Asked by: Lord Harper (Conservative - Life peer)

Question to the Department of Health and Social Care:

To ask His Majesty's Government what assessment they have made of the impact of removing eligibility for the COVID-19 booster vaccine on people with learning disabilities.

Answered by Baroness Merron - Parliamentary Under-Secretary (Department of Health and Social Care)

The Government is committed to protecting those most vulnerable to COVID-19 through vaccination, as guided by the independent Joint Committee on Vaccination and Immunisation (JCVI). The primary aim of the national COVID-19 vaccination programme remains the prevention of serious illness, resulting in hospitalisations and deaths, arising from COVID-19.

The JCVI has advised that population immunity to COVID-19 has been increasing due to a combination of naturally acquired immunity following recovery from infection and vaccine-derived immunity. COVID-19 is now a relatively mild disease for most people, though it can still be unpleasant, with rates of hospitalisation and death from COVID-19 having reduced significantly since COVID-19 first emerged.

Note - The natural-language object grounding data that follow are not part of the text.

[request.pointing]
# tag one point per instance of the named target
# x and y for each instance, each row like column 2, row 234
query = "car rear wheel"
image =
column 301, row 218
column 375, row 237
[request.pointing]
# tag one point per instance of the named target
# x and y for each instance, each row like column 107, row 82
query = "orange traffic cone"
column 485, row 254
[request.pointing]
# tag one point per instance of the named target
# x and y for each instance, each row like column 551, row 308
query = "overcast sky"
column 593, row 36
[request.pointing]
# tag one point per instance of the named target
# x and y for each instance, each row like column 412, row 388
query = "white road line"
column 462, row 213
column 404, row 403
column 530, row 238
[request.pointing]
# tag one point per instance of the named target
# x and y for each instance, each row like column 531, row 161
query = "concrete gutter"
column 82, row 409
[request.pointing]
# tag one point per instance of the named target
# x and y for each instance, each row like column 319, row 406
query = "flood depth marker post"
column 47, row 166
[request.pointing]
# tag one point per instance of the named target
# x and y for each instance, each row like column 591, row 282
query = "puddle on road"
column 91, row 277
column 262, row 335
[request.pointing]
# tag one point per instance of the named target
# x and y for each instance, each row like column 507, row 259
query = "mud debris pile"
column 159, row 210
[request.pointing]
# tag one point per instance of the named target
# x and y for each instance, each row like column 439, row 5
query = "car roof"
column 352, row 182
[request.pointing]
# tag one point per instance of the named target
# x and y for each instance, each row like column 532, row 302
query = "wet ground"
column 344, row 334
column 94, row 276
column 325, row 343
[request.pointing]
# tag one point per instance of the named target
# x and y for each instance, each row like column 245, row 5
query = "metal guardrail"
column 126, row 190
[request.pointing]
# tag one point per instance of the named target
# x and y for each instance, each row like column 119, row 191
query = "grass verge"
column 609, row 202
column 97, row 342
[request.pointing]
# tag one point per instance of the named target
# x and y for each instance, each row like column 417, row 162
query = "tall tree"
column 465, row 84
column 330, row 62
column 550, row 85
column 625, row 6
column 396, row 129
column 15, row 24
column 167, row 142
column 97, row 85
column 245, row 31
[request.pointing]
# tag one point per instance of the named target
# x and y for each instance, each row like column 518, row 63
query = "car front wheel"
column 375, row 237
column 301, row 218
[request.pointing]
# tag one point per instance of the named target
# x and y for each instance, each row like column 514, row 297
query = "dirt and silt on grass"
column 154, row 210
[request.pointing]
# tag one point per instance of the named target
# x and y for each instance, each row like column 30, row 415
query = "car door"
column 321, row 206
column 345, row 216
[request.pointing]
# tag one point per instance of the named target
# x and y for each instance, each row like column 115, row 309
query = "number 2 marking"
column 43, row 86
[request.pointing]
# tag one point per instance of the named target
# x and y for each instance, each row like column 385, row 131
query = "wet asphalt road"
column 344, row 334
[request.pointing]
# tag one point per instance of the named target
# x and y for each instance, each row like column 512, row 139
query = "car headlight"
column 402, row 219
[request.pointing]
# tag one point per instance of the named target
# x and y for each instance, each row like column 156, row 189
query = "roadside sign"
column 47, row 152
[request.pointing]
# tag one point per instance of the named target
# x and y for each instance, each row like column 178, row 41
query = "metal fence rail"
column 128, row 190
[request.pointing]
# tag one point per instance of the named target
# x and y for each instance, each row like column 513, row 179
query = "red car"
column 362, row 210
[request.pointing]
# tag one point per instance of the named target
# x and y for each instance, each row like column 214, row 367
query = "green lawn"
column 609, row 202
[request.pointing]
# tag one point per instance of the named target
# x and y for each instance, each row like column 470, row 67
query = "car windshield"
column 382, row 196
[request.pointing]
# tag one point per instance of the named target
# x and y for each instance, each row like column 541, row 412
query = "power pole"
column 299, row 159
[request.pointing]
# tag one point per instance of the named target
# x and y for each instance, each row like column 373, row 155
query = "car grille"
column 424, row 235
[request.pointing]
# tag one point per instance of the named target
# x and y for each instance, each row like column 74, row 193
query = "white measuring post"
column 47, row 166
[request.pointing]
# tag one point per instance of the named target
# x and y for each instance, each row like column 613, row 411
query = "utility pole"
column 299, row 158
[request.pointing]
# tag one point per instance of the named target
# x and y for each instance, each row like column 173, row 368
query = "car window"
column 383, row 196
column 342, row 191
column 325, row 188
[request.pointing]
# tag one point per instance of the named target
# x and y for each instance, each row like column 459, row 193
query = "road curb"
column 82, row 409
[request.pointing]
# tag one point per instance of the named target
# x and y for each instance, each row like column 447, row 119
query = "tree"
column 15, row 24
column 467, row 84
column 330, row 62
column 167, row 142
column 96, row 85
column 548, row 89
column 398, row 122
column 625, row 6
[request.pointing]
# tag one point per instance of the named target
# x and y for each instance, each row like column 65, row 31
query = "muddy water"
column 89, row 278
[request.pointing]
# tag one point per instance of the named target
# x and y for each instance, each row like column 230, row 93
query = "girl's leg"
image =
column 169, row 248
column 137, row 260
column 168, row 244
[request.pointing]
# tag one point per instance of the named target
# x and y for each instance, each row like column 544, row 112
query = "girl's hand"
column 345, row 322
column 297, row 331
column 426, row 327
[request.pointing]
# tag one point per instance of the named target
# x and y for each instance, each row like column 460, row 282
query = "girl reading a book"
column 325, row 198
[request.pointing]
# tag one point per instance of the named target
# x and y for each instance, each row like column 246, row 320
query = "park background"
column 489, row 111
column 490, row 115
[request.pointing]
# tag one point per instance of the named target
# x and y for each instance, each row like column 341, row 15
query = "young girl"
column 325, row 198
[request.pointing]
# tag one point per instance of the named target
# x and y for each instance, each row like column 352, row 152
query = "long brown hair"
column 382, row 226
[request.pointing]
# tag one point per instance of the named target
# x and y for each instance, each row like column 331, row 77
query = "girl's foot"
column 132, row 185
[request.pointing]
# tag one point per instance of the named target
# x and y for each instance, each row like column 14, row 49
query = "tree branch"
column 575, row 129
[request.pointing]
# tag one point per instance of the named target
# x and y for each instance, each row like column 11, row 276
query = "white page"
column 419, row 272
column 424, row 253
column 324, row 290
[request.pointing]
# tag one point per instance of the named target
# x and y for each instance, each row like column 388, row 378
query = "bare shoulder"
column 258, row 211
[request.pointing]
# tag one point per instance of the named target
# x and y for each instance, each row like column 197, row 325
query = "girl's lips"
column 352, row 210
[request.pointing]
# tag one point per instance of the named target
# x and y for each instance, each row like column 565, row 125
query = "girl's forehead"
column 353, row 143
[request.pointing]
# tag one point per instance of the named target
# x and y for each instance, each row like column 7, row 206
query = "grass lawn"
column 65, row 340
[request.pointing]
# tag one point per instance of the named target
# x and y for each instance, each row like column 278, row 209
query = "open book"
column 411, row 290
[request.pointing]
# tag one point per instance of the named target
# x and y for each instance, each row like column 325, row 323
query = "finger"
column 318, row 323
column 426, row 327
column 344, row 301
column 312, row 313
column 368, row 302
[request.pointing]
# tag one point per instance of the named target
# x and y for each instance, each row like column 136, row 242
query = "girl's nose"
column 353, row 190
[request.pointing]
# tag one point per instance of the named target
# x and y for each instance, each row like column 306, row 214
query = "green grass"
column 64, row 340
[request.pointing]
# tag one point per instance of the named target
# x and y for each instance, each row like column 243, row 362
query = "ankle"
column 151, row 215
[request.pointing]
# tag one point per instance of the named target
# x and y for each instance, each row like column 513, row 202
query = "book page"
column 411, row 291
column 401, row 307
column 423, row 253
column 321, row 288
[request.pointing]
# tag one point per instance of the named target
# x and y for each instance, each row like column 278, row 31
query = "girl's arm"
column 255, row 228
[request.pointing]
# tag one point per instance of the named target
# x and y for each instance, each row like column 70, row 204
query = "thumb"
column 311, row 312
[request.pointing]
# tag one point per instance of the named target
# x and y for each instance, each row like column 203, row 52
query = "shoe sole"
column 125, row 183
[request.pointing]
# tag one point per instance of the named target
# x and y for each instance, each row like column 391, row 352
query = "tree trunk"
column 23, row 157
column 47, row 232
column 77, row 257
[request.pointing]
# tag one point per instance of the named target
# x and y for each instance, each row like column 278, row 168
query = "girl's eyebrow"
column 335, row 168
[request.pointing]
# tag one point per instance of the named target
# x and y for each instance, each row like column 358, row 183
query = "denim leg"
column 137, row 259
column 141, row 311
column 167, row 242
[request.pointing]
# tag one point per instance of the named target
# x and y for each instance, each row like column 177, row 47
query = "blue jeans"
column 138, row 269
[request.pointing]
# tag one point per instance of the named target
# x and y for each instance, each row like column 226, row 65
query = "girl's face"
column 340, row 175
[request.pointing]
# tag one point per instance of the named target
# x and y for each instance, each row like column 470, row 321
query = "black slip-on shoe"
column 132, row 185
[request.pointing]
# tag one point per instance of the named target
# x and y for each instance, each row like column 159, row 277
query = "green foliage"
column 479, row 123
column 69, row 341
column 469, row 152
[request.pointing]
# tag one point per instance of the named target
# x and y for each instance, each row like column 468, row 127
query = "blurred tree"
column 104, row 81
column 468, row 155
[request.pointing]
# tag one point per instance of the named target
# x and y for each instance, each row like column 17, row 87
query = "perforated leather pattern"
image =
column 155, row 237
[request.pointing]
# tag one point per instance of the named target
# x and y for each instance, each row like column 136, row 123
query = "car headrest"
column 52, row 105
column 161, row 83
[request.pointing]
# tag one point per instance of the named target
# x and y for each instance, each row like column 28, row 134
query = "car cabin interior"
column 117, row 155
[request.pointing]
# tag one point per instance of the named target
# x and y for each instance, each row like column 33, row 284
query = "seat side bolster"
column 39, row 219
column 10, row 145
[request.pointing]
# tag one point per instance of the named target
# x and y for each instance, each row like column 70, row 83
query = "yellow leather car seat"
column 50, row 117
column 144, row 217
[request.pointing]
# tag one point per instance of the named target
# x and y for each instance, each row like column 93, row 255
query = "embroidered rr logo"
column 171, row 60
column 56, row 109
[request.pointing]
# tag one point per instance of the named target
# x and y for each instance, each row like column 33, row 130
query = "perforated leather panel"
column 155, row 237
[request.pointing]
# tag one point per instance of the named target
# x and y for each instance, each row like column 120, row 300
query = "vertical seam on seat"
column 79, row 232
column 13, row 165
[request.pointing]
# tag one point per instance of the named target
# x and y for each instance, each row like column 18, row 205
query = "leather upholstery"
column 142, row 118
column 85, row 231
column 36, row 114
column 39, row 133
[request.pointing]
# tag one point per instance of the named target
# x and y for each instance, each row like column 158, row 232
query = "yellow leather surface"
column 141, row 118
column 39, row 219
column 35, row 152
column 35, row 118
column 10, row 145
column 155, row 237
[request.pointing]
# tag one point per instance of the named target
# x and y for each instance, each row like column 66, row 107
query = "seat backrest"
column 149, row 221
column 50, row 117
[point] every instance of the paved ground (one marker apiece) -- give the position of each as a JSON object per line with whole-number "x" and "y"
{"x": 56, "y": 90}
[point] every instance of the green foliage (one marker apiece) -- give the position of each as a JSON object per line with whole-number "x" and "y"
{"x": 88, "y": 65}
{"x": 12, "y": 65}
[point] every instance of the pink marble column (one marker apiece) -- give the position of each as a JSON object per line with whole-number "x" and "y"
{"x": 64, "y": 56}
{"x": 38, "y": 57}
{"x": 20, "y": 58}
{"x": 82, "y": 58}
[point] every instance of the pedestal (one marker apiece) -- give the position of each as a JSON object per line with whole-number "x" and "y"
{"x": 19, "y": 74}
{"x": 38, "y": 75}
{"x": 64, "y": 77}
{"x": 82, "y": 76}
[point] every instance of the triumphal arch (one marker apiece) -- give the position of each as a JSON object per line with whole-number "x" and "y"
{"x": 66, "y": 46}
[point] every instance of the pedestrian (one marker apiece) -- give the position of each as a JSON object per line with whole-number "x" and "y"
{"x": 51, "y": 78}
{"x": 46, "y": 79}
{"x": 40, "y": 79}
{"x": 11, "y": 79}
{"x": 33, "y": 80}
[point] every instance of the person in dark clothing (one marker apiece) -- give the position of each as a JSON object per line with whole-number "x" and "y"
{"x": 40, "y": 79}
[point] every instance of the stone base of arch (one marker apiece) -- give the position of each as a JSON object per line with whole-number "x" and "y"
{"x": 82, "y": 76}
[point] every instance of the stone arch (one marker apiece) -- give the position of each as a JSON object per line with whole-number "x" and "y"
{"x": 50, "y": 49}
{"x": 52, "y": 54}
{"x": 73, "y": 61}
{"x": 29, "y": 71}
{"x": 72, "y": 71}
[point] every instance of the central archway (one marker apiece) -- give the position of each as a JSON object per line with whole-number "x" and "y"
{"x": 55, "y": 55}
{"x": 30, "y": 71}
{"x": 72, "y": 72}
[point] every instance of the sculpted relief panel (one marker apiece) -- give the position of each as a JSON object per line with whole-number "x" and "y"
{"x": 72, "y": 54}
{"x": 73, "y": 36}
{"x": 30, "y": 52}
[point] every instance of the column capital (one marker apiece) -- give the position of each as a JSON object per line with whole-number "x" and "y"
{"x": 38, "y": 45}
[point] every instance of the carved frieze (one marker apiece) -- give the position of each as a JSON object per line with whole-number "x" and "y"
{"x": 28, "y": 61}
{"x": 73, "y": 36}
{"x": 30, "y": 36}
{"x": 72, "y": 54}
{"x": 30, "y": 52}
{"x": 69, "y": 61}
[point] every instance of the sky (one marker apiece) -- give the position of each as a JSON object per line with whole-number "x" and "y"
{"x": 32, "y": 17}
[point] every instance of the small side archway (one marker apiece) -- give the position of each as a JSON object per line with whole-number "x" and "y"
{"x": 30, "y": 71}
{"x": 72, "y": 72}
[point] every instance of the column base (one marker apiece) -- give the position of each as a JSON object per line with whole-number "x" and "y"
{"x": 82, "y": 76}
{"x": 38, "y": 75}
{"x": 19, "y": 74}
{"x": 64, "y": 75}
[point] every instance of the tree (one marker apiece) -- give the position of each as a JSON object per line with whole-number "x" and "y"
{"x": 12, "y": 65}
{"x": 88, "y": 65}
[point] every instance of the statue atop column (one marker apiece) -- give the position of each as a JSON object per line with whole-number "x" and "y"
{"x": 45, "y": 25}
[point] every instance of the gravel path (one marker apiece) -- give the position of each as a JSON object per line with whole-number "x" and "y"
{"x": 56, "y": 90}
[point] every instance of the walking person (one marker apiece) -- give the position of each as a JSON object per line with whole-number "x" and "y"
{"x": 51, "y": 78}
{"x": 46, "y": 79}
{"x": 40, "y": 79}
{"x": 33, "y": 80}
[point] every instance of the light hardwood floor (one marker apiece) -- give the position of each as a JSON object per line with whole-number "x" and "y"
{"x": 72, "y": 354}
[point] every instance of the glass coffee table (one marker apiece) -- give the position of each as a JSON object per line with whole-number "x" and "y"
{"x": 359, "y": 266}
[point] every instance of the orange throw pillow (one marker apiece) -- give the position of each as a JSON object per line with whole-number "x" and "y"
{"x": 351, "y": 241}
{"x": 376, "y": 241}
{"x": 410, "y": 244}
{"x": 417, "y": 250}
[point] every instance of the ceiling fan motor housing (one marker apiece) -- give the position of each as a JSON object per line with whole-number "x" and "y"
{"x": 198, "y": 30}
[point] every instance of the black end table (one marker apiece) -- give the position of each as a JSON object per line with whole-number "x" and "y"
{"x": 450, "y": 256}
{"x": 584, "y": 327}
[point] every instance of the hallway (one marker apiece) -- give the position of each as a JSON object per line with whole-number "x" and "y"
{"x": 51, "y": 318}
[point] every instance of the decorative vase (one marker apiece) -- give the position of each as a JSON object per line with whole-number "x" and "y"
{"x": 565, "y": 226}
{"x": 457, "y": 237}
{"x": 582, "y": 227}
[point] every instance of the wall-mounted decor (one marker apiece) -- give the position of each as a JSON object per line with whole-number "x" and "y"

The focus of the JCVI advised programme has therefore moved towards targeted vaccination of the two groups who continue to be at higher risk of serious disease and mortality. These are the oldest adults and individuals who are immunosuppressed. The JCVI’s full advice for autumn 2025 is available on the GOV.UK website, in an online only format. The Government has accepted the JCVI’s advice for autumn 2025 and in line with the advice a COVID-19 vaccination is being offered to the following groups in autumn 2025:

  • adults aged 75 years old and over;
  • residents in care homes for older adults; and
  • individuals aged six months and over who are immunosuppressed.

As with other United Kingdom vaccination programmes, the JCVI’s advice on eligibility carefully considered the evidence on the risk of illness, serious disease, or death as a consequence of infection, in specific groups, as well as a cost-effectiveness analysis. The JCVI has engaged a number of organisations representing adults with learning disabilities to discuss the COVID-19 vaccine eligibility criteria.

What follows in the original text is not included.